Section 52-542 provides that “[w]hen any appeal is taken by the defendant in an action of summary process, he shall give a sufficient bond with surety to the adverse party, to answer for all rents that may accrue or, where no lease had existed, for the reasonable value for such use and occupancy, during the pendency of such appeal, or which may be due at the time of its final disposal.” Our Supreme Court has said that the giving of security is essential to the validity of the appeal. Palmer v. Des Reis, *354136 Conn. 627, 630. It does not necessarily follow that an appeal not accompanied by security is void; cf. State v. Pallotti, 119 Conn. 70, 74; “the rule means that the appeal is voidable and unless attacked the court will consider it.” Maltbie, op. cit. § 120, p. 143, citing Palmer v. Des Reis, 135 Conn. 388, 389. “This result was achieved because the security required ‘is solely for the protection of the appellee’ and may be waived by him.” Jensen v. Nationwide Mutual Ins. Co., 147 Conn. 722, 723. The plaintiff having taken seasonable advantage of its statutory right to security, we must give consideration to the motion to dismiss.

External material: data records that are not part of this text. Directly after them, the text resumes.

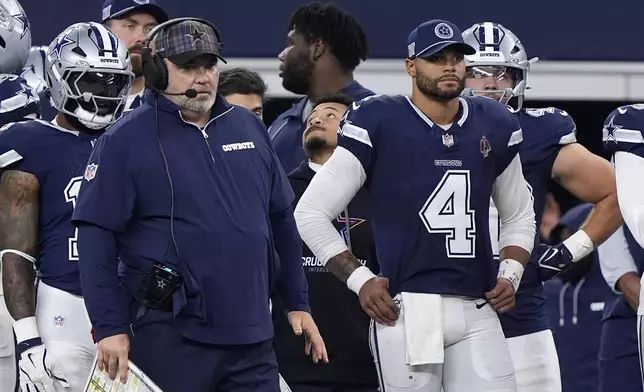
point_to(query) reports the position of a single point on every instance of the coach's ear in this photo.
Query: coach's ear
(411, 67)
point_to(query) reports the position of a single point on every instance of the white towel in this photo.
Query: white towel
(423, 318)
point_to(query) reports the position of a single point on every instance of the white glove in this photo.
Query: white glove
(38, 367)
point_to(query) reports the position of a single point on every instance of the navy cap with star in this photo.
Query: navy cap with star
(183, 41)
(117, 9)
(433, 36)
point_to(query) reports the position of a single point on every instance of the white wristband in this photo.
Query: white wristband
(511, 270)
(579, 245)
(358, 278)
(26, 329)
(19, 253)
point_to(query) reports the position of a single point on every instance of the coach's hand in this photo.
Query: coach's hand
(314, 344)
(113, 356)
(376, 301)
(501, 298)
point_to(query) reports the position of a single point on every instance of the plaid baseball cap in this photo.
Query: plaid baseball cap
(116, 9)
(183, 41)
(433, 36)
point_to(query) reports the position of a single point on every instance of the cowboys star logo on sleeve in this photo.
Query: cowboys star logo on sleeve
(90, 171)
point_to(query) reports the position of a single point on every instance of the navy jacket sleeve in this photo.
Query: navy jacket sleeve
(103, 208)
(99, 281)
(292, 286)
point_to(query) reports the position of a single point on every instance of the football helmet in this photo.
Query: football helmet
(500, 54)
(89, 73)
(17, 100)
(34, 71)
(15, 36)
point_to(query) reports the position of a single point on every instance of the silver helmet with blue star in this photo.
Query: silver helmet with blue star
(89, 73)
(34, 71)
(15, 36)
(500, 55)
(17, 100)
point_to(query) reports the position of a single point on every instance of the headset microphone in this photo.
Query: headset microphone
(190, 93)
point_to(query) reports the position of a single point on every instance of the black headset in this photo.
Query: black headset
(155, 71)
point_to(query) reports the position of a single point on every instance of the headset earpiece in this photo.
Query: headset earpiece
(155, 70)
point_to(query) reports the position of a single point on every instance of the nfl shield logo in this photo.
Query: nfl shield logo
(448, 140)
(90, 171)
(59, 321)
(485, 147)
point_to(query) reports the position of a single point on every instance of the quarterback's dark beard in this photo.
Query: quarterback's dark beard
(137, 66)
(316, 145)
(297, 75)
(430, 88)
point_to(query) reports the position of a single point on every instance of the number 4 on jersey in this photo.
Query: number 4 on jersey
(71, 194)
(448, 211)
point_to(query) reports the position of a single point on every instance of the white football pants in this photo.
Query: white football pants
(476, 353)
(536, 364)
(640, 339)
(8, 369)
(65, 330)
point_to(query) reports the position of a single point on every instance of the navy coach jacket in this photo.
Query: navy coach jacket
(232, 211)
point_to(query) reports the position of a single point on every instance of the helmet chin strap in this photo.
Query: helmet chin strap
(91, 120)
(507, 94)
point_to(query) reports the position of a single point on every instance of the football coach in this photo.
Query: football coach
(185, 226)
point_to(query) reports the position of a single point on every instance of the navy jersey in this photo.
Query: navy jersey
(624, 130)
(545, 131)
(57, 158)
(430, 189)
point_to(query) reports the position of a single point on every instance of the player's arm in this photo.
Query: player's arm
(515, 204)
(628, 174)
(618, 267)
(330, 191)
(103, 210)
(592, 179)
(328, 194)
(19, 211)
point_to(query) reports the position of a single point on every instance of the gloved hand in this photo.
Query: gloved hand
(39, 369)
(552, 260)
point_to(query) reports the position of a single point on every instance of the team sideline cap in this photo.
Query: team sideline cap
(433, 36)
(115, 9)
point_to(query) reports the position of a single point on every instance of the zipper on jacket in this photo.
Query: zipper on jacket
(203, 131)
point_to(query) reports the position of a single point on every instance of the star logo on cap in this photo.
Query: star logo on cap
(609, 131)
(443, 31)
(196, 34)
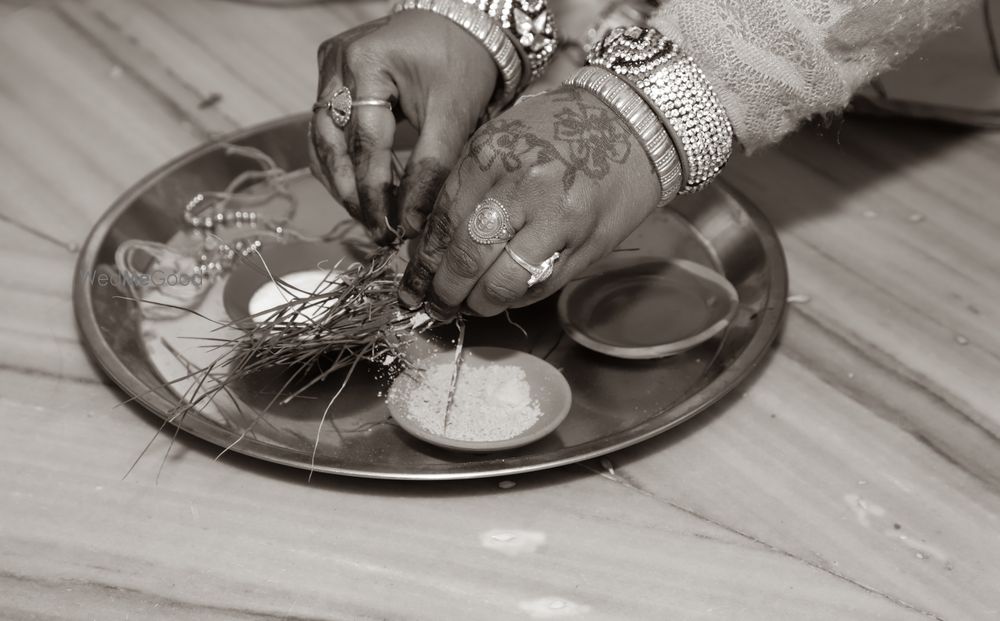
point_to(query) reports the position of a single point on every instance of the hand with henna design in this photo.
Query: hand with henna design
(437, 76)
(574, 179)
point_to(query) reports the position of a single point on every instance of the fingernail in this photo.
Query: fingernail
(439, 313)
(409, 299)
(413, 225)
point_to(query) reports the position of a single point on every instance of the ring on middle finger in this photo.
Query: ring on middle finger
(338, 107)
(490, 223)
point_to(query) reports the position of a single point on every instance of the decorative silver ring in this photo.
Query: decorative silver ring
(490, 223)
(539, 273)
(374, 103)
(338, 107)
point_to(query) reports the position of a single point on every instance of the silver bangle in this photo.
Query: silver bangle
(677, 90)
(490, 33)
(530, 25)
(620, 96)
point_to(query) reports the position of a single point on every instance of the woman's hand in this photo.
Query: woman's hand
(436, 75)
(574, 179)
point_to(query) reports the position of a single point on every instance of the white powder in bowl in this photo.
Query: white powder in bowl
(491, 402)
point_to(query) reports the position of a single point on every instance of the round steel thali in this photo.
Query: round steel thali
(616, 403)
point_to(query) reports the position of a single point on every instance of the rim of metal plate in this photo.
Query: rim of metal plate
(157, 402)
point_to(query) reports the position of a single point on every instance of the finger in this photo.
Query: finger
(315, 167)
(466, 260)
(334, 163)
(458, 198)
(439, 147)
(371, 133)
(505, 283)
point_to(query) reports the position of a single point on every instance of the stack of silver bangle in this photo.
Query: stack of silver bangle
(675, 90)
(519, 35)
(621, 96)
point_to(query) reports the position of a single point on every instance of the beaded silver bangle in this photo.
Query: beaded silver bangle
(677, 90)
(530, 25)
(491, 34)
(519, 34)
(645, 124)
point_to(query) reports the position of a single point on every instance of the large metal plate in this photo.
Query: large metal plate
(616, 403)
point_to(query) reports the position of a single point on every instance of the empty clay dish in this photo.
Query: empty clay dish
(642, 308)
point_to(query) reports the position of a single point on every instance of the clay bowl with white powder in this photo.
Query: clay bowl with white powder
(504, 399)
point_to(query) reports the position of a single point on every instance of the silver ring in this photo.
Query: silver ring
(375, 103)
(539, 273)
(338, 107)
(490, 223)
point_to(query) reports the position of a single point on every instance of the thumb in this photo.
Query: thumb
(435, 154)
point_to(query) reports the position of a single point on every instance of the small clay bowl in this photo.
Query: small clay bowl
(642, 308)
(248, 276)
(547, 386)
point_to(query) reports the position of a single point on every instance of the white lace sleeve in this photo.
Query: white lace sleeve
(777, 62)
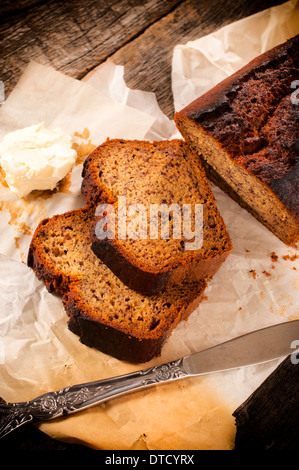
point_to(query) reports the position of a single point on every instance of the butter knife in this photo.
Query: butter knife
(256, 347)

We turn to the question whether this court has the power to pass on the defendants’ motion to determine or fix the amount of the appeal bond. We find no statutory authority vesting the Appellate Division with power to determine or fix the amount of the appeal bond “and the nature of the security to be given with that bond.” “As a rule the court granting an appeal is the only court vested with the power to fix the amount of the appeal bond or undertaking, and it cannot be fixed by the appellate court in the absence of statutory authority.” 4A C.J.S. 262, Appeal and Error, § 545 (b); see Doudell v. Shoo, 158 Cal. 50; Meyers, Whitty & Hodge, Inc. v. Popich Marine Construction, Inc., 143 So. 2d 739, 742 (La. App.); Harjo v. Aubrey, 184 Okla. 344; Winberly v. Homeland Realty Co., 131 S.W.2d 423 (Tex. Civ. App.). “Where the statute mahes no provision for fixing the amount the court granting the appeal must fix such an amount as will be adequate for the protection of the appellee.” 4A C.J.S. 262, Appeal and Error, § 545 (a); see Ricci v. Bove’s Executor, 116 Vt. 335, 339. Where the appeal bond is deemed to be insufficient by the party whose interest may be adversely affected by the appeal, “additional security may be ordered by the court from *355whose judgment the appeal was taken or any judge thereof, on motion and notice to the adverse party.” Maltbie, op. cit. § 120, p. 144.1
Since we do not have the power or authority to determine or fix the amount of the appeal bond, our conclusion that the appeal is not properly pending exhausts our jurisdiction and precludes consideration of it. “Want of bond with surety, where bond with surety is by statute a prerequisite of review, furnishes a sufficient ground of dismissal of the appeal.” West Haven Housing Authority v. Simmons, 5 Conn. Cir. Ct. 282, 288. These requirements are controlling and jurisdictional.
The defendants’ motion to determine bond is denied; the appeal is dismissed.
In this opinion Kosicki and Kinmonth, Js., concurred.
In England on appeal the appellant is required to deposit a sum fixed by the judge not exceeding the amount of the money or value of the thing affected by the order or judgment or give such security for said sum as the judge may direct. 1 Woodfall, Landlord and Tenant (26th Ed.) § 2362, p. 1083.